Politikus Partai Demokrat itu mengatakan keyakinan pemerintah didasarkan pada sejumlah program prioritas Presiden Prabowo Subianto yang diyakini mampu menjadi pendorong pertumbuhan ekonomi nasional.
Menurut Herman, salah satu faktor yang berpotensi menjadi “trigger” penguatan APBN adalah rencana pembentukan BUMN untuk mengelola ekspor komoditas strategis secara satu pintu.
“Inilah yang menurut saya akan menjadi faktor pendorong pertumbuhan ekonomi. Optimisme yang dibangun Presiden tentu didasarkan pada parameter dan fondasi ekonomi saat ini,” katanya.
Ia juga menilai APBN 2027 akan tetap difokuskan untuk melindungi rakyat dan memperkuat kesejahteraan masyarakat melalui berbagai program prioritas pemerintah.
Herman mencontohkan program Makan Bergizi Gratis (MBG), koperasi Desa Merah Putih hingga sekolah rakyat sebagai bagian dari reorientasi pembangunan yang lebih berpihak kepada masyarakat.
“Kalau masyarakat di satu sisi ekonominya ditingkatkan dan di sisi lain beban hidupnya dikurangi oleh hadirnya pemerintah, maka daya beli akan meningkat. Itu yang menurut saya menjadi optimisme Presiden bahwa pertumbuhan ekonomi 2027 bisa mencapai 5,8 sampai 6,5 persen,” jelasnya.

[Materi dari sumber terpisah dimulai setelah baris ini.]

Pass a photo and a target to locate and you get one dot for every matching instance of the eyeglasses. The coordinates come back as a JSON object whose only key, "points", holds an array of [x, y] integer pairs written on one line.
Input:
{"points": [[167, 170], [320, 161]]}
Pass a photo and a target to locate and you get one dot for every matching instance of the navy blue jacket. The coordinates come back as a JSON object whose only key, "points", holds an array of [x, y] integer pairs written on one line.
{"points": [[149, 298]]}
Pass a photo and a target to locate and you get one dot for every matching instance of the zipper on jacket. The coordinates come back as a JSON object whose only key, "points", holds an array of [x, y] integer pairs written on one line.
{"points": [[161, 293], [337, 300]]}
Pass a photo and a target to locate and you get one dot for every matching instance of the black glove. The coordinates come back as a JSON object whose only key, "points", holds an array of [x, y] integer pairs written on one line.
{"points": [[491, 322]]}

Meski demikian, Herman mengakui tantangan global masih membayangi perekonomian nasional, mulai dari fluktuasi nilai tukar rupiah, harga minyak dunia, hingga konflik geopolitik di Timur Tengah.

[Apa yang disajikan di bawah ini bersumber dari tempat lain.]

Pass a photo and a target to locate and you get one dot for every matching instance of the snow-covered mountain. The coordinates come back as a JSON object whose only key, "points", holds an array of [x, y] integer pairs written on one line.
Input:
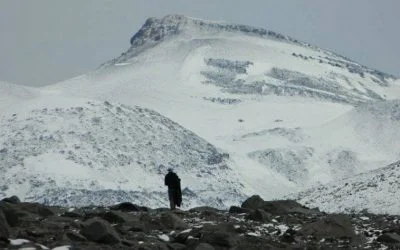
{"points": [[280, 108], [88, 152], [376, 191]]}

Ia juga menilai asumsi Indonesian Crude Price (ICP) sebesar 70 hingga 90 dolar AS per barel cukup realistis dan adaptif terhadap kondisi global saat ini.
“Sebelumnya kan 60 dolar AS per barel, sekarang didekatkan dengan realitas harga internasional. Saya kira cukup adaptif,” katanya.